Mr. Robert L. Mundy, who came to Roark’s office in March, had been sent by Austen Heller. Mr. Mundy’s voice and hair were gray as steel, but his eyes were blue, gentle and wistful. He wanted to build a house in Connecticut, and he spoke of it tremulously, like a young bridegroom and like a man groping for his last, secret goal.
“It’s not just a house, Mr. Roark,” he said with timid diffidence, as if he were speaking to a man older and more prominent than himself, “it’s like ... like a symbol to me. It’s what I’ve been waiting and working for all these years. It’s so many years now.... I must tell you this, so you’ll understand. I have a great deal of money now, more than I care to think about. I didn’t always have it. Maybe it came too late. I don’t know. Young people think that you forget what happens on the way when you get there. But you don’t. Something stays. I’ll always remember how I was a boy—in a little place down in Georgia, that was—and how I ran errands for the harness maker, and the kids laughed when carriages drove by and splashed mud all over my pants. That’s how long ago I decided that some day I’d have a house of my own, the kind of a house that carriages stop before. After that, no matter how hard it got to be at times, I’d always think of that house, and it helped. Afterward, there were years when I was afraid of it—I could have built it, but I was afraid. Well, now the time has come. Do you understand, Mr. Roark? Austen said you’d be just the man who’d understand.”
“Yes,” said Roark eagerly, “I do.”
“There was a place,” said Mr. Mundy, “down there, near my home town. The mansion of the whole county. The Randolph place. An old plantation house, as they don’t build them any more. I used to deliver things there sometimes, at the back door. That’s the house I want, Mr. Roark. Just like it. But not back there in Georgia. I don’t want to go back. Right here, near the city. I’ve bought the land. You must help me to have it landscaped just like the Randolph place. We’ll plant trees and shrubs, the kind they have in Georgia, the flowers and everything. We’ll find a way to make them grow. I don’t care how much it costs. Of course, we’ll have electric lights and garages now, not carriages. But I want the electric lights made like candles and I want the garages to look like the stables. Everything, just as it was. I have photographs of the Randolph place. And I’ve bought some of their old furniture.”

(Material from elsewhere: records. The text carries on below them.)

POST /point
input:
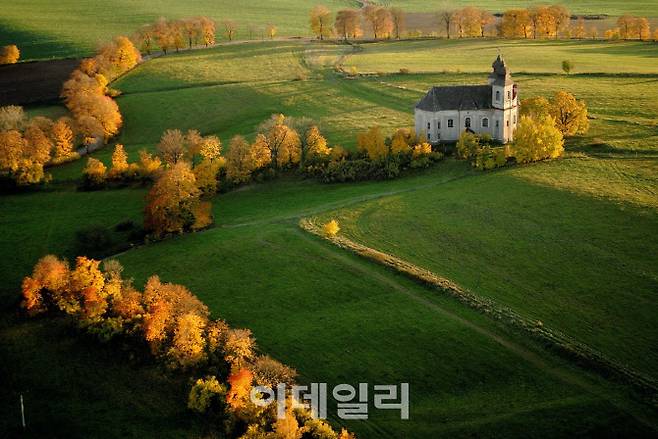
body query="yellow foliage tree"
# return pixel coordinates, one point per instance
(205, 393)
(119, 162)
(172, 201)
(321, 21)
(9, 54)
(402, 140)
(537, 140)
(239, 161)
(570, 114)
(187, 347)
(348, 23)
(95, 172)
(331, 228)
(62, 135)
(373, 143)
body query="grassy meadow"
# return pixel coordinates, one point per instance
(71, 27)
(570, 243)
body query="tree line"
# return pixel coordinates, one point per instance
(540, 134)
(190, 168)
(27, 145)
(168, 322)
(536, 22)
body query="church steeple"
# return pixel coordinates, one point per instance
(500, 74)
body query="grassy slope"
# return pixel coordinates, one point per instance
(287, 265)
(316, 315)
(539, 56)
(70, 28)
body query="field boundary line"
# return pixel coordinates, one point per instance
(566, 345)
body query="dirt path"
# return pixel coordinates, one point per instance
(637, 411)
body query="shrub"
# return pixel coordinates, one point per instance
(94, 241)
(331, 228)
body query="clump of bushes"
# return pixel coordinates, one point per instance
(169, 323)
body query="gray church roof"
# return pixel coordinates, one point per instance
(461, 97)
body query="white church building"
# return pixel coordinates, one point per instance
(445, 112)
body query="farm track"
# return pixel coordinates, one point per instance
(635, 410)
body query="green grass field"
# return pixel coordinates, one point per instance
(540, 56)
(568, 242)
(42, 30)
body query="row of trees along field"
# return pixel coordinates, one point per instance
(553, 21)
(28, 145)
(189, 168)
(539, 135)
(168, 322)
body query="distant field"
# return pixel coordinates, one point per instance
(32, 82)
(591, 7)
(337, 318)
(538, 56)
(71, 27)
(42, 29)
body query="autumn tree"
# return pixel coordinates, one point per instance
(62, 135)
(311, 142)
(321, 21)
(239, 348)
(570, 114)
(208, 30)
(230, 29)
(331, 228)
(188, 344)
(12, 117)
(399, 18)
(149, 166)
(468, 145)
(119, 162)
(380, 20)
(516, 23)
(172, 147)
(280, 140)
(348, 23)
(9, 54)
(537, 140)
(240, 388)
(173, 202)
(94, 173)
(269, 372)
(239, 160)
(560, 18)
(271, 30)
(372, 143)
(446, 17)
(402, 141)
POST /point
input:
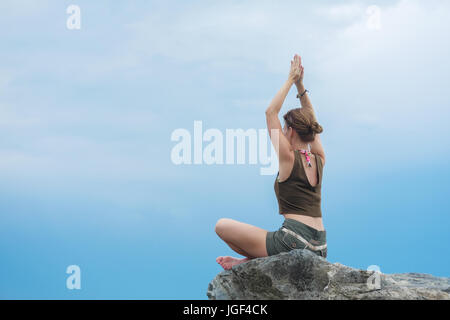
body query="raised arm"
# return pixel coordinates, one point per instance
(316, 146)
(281, 144)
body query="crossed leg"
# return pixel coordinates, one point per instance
(245, 239)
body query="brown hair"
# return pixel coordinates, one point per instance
(302, 120)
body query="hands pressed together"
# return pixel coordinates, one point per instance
(296, 72)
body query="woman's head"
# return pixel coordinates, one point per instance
(302, 122)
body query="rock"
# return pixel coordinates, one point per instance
(300, 274)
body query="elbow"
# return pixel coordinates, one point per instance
(269, 111)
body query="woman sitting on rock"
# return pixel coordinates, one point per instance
(297, 185)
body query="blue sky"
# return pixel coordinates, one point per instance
(86, 118)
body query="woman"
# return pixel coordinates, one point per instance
(297, 185)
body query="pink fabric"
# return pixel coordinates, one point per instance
(307, 155)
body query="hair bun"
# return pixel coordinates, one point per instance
(316, 127)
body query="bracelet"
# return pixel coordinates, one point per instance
(301, 95)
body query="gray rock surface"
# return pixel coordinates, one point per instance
(300, 274)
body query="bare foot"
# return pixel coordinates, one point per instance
(227, 262)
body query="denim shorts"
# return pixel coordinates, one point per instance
(282, 241)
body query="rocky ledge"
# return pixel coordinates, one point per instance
(300, 274)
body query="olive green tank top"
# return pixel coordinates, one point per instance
(295, 195)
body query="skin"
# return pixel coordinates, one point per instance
(248, 240)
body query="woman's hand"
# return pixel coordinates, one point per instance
(296, 72)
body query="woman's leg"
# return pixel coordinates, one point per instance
(238, 250)
(243, 238)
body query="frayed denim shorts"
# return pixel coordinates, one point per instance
(294, 234)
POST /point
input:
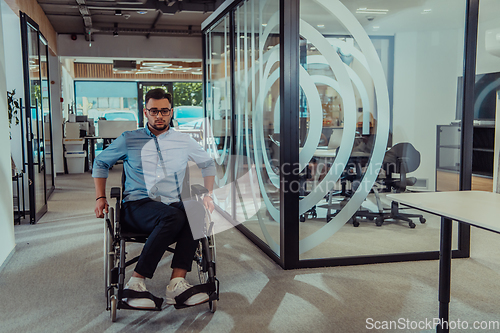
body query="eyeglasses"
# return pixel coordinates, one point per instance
(164, 112)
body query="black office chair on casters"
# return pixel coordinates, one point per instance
(115, 263)
(401, 159)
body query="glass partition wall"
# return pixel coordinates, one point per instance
(318, 109)
(37, 112)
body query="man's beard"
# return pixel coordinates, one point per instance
(159, 127)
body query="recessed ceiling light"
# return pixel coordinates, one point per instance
(365, 10)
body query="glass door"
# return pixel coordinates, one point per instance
(45, 111)
(34, 119)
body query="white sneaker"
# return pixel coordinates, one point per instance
(137, 284)
(179, 285)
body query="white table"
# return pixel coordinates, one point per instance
(476, 208)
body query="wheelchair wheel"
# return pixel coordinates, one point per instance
(112, 312)
(205, 262)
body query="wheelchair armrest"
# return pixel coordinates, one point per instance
(197, 189)
(116, 192)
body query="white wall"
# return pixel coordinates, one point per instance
(426, 67)
(131, 47)
(68, 91)
(7, 241)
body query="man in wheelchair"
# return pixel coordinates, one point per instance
(154, 164)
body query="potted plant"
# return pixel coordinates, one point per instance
(13, 107)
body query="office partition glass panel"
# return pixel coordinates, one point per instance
(218, 104)
(373, 81)
(33, 68)
(107, 99)
(257, 114)
(486, 142)
(46, 112)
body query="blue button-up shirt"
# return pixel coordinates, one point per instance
(154, 166)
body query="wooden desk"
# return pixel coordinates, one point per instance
(476, 208)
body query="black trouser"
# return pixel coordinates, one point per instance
(165, 225)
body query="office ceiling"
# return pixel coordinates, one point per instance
(128, 17)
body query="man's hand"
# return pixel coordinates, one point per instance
(208, 202)
(101, 206)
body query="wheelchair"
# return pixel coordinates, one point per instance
(115, 261)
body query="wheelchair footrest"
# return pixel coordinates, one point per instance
(127, 293)
(210, 288)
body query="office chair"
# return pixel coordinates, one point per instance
(401, 159)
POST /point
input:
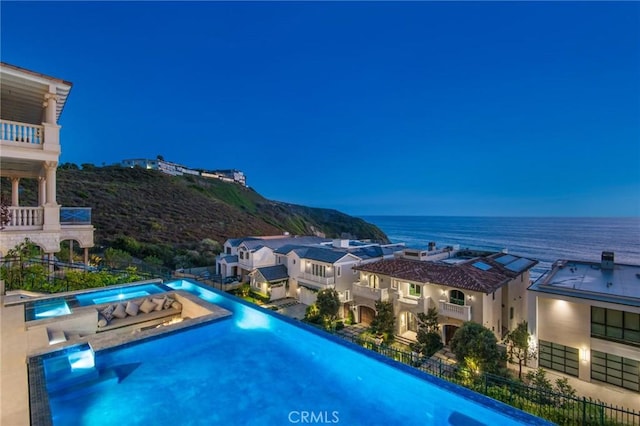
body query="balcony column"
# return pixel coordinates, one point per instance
(50, 168)
(51, 136)
(42, 191)
(50, 104)
(15, 192)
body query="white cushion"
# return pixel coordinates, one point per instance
(159, 303)
(147, 306)
(107, 312)
(132, 309)
(168, 302)
(102, 321)
(120, 311)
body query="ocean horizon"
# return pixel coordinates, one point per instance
(545, 239)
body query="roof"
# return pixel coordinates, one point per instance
(23, 92)
(274, 273)
(321, 254)
(480, 274)
(229, 258)
(235, 242)
(588, 280)
(275, 243)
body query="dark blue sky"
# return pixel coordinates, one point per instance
(426, 108)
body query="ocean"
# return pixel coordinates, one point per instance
(545, 239)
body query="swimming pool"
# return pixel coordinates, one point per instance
(117, 294)
(46, 309)
(255, 368)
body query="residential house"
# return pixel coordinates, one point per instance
(30, 107)
(489, 289)
(585, 319)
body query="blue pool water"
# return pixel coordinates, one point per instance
(46, 309)
(118, 294)
(253, 368)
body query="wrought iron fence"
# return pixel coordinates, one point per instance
(556, 407)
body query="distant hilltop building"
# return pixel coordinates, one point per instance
(174, 169)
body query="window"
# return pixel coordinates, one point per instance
(611, 324)
(374, 281)
(456, 297)
(414, 289)
(558, 357)
(318, 270)
(616, 370)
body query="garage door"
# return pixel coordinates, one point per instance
(278, 292)
(308, 297)
(366, 315)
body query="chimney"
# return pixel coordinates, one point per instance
(338, 243)
(607, 260)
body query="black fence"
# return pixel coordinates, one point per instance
(558, 408)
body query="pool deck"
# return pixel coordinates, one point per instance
(16, 345)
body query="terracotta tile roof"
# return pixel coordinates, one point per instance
(462, 275)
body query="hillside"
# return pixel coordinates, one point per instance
(152, 207)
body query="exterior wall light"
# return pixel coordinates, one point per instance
(584, 354)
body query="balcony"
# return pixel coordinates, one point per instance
(345, 296)
(22, 134)
(32, 218)
(25, 218)
(324, 281)
(370, 293)
(455, 311)
(75, 215)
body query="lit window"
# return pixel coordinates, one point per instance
(414, 289)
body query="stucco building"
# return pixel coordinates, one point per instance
(30, 108)
(585, 319)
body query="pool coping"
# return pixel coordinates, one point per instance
(39, 406)
(489, 403)
(41, 415)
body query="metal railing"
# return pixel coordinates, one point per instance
(21, 132)
(556, 407)
(75, 215)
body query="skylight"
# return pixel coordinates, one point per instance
(481, 265)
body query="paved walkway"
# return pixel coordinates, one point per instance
(608, 394)
(289, 307)
(352, 331)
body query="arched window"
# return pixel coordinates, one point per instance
(374, 281)
(456, 297)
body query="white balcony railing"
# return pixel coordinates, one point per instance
(26, 218)
(316, 279)
(371, 293)
(455, 311)
(23, 133)
(345, 296)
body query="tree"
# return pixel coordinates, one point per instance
(476, 348)
(116, 258)
(518, 347)
(384, 322)
(5, 213)
(328, 303)
(428, 337)
(23, 270)
(538, 379)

When Roark began to speak Mr. Mundy listened, in polite astonishment. He did not seem to resent the words. They did not penetrate.
“Don’t you see?” Roark was saying. “It’s a monument you want to build, but not to yourself. Not to your life or your own achievement. To other people. To their supremacy over you. You’re not challenging that supremacy. You’re immortalizing it. You haven’t thrown it off—you’re putting it up forever. Will you be happy if you seal yourself for the rest of your life in that borrowed shape? Or if you strike free, for once, and build a new house, your own? You don’t want the Randolph place. You want what it stood for. But what it stood for is what you’ve fought all your life.”